Barium Barium is a metallic element, soft, and when pure is silvery white like lead. The metal oxidizes very easily and it reacts with water or alcohol. Barium is one of the alkaline-earth metals. Small amounts of barium compounds are used in paints and glasses.
Radium Pure metallic radium is brilliant white when freshly prepared, but blackens on exposure to air, probably due to formation of the nitride. It exhibits luminescence, as do its salts; it decomposes in water and is somewhat more volatile than barium. Radium imparts a carmine red color to a flame.
Scandium Scandium is a silvery-white metal which develops a slightly yellowish or pinkish cast upon exposure to air. It is relatively soft, and resembles yttrium and the rare-earth metals more than it resembles aluminum or titanium. Scandium reacts rapidly with many acids. Scandium is apparently a much more abundant element in the sun and certain stars than on earth.

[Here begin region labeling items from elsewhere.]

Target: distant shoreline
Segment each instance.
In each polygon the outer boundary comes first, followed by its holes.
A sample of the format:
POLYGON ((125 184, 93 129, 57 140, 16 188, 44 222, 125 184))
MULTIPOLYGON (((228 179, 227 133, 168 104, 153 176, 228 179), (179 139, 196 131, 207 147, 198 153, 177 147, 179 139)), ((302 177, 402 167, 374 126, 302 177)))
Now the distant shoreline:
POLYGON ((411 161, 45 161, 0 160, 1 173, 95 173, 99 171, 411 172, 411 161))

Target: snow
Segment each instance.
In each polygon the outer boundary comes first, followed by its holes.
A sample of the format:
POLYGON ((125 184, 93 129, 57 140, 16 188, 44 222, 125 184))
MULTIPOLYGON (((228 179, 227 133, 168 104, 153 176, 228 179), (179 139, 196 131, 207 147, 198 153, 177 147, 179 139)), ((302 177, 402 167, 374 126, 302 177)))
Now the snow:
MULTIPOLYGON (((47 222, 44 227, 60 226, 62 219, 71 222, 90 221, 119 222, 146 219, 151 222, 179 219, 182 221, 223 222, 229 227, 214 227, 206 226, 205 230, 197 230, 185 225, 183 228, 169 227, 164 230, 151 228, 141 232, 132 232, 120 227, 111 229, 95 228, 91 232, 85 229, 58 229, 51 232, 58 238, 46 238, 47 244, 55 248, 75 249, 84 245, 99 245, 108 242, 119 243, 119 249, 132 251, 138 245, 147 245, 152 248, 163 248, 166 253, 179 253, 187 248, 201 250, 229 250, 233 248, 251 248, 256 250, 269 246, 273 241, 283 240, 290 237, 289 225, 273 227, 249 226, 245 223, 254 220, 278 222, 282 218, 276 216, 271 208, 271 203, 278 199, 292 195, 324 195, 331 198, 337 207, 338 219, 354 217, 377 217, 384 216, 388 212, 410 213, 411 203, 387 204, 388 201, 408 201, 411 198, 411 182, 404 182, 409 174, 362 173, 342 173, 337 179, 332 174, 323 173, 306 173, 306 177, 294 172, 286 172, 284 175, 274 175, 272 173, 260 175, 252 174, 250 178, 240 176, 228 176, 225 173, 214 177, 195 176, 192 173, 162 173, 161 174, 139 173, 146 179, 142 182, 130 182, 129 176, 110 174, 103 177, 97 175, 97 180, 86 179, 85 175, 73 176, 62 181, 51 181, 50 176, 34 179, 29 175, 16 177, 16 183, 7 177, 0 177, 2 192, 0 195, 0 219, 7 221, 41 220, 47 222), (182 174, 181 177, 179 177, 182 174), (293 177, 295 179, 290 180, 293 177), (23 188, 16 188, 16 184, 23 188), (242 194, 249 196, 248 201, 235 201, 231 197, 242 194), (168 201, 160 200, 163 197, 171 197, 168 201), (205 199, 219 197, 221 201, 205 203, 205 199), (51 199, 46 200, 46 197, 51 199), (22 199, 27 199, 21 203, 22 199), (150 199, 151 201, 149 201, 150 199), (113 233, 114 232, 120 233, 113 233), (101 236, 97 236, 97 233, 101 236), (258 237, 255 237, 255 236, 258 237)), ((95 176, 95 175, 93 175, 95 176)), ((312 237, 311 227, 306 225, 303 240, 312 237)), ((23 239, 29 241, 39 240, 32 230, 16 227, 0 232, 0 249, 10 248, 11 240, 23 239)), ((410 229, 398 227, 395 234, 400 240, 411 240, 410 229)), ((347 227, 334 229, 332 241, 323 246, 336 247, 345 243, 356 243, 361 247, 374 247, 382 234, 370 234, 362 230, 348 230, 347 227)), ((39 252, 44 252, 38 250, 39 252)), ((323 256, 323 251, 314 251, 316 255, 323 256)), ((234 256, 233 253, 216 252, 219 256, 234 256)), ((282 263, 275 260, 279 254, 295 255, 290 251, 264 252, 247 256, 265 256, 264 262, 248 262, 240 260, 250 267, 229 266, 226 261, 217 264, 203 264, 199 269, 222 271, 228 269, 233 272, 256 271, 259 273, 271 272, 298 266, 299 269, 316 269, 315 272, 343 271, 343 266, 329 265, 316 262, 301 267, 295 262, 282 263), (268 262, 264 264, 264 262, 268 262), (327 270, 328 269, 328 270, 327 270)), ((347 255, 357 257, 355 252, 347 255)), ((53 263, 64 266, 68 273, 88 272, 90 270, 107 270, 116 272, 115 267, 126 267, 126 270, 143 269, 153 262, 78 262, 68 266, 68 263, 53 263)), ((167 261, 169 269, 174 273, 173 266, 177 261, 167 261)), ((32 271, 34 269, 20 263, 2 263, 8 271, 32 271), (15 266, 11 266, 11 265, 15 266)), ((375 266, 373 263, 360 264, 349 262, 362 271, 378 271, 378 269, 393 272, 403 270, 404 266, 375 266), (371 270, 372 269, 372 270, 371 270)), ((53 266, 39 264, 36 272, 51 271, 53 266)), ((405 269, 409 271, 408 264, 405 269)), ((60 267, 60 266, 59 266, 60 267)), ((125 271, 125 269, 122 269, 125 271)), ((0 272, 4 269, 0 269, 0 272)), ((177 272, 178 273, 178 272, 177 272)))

Yttrium Yttrium has a silvery-metallic luster. Yttrium turnings ignite in air. Yttrium is found in most rare-earth minerals. Moon rocks contain yttrium and yttrium is used as a "phosphor" to produce the red color in television screens.
Lutetium Pure metallic lutetium has been isolated only in recent years and is one of the more difficult to prepare. It can be prepared by the reduction of anhydrous LuCl3 or LuF3 by an alkali or alkaline earth metal.
Lawrencium Lawrencium is a synthetic "rare earth metal" which does not occur in the environment
Titanium Titanium s a lustrous, white metal when pure. Titanium minerals are quite common. The metal has a low density, good strength, is easily fabricated, and has excellent corrosion resistance. The metal burns in air and is the only element that burns in nitrogen. It is marvelous in fireworks.
Zirconium Zirconium is a greyish-white lustrous metal. The finely divided metal can ignite spontaneously in air, especially at elevated temperatures. The solid metal is much more difficult to ignite. The inherent toxicity of zirconium compounds is low. Hafnium is invariably found in zirconium ores, and the separation is difficult. Commercial grade zirconium contains from 1 to 3% hafnium. The hafnium is removed from the zirconium used in the nuclear power industry.
Hafnium Most zirconium minerals contain 1 to 3% hafnium. Hafnium is a ductile metal with a brilliant silver luster. Its properties are influenced considerably by the impurities of zirconium present. Of all the elements, zirconium and hafnium are two of the most difficult to separate. Hafnium is a Group 4 transition element.
Rutherfordium Rutherfordium is a synthetic element that is not present in the environment at all. It has no uses.
Vanadium Pure vanadium is a greyish silvery metal, and is soft and ductile. It has good corrosion resistance to alkalis, sulphericacid, hydrochloric acid, and salt waters. The metal oxidizes readily above 660°C to form V2O5. Industrially, most vanadium produced is used as an additive to improve steels.
Niobium The name niobium was adopted officially by IUPAC in 1950, but a few commercial producers still like to refer to it as columbium. Niobium is a shiny, white, soft, and ductile metal, and takes on a bluish tingewhen exposed to air at room temperatures for a long time. The metal starts to oxidize in air at high temperatures, and when handled hot must be done so under a protective atmosphere so as to minimize oxide production.
Tantalum Tantalum is a greyish silver, heavy, and very hard metal. When pure, it is ductile and can be drawn into fine wire, which can be used as a filament for evaporating metals such as aluminum. Tantalum is almost completely immune to chemical attack at temperatures below 150°C, and is attacked only by hydrofluoric acid, acidic solutions containing the fluoride ion, and free sulfur trioxide. The element has a melting point exceeded only by tungsten and rhenium.
Dubnium Dubnium is a synthetic element that is not present in the environment at all. It has no uses.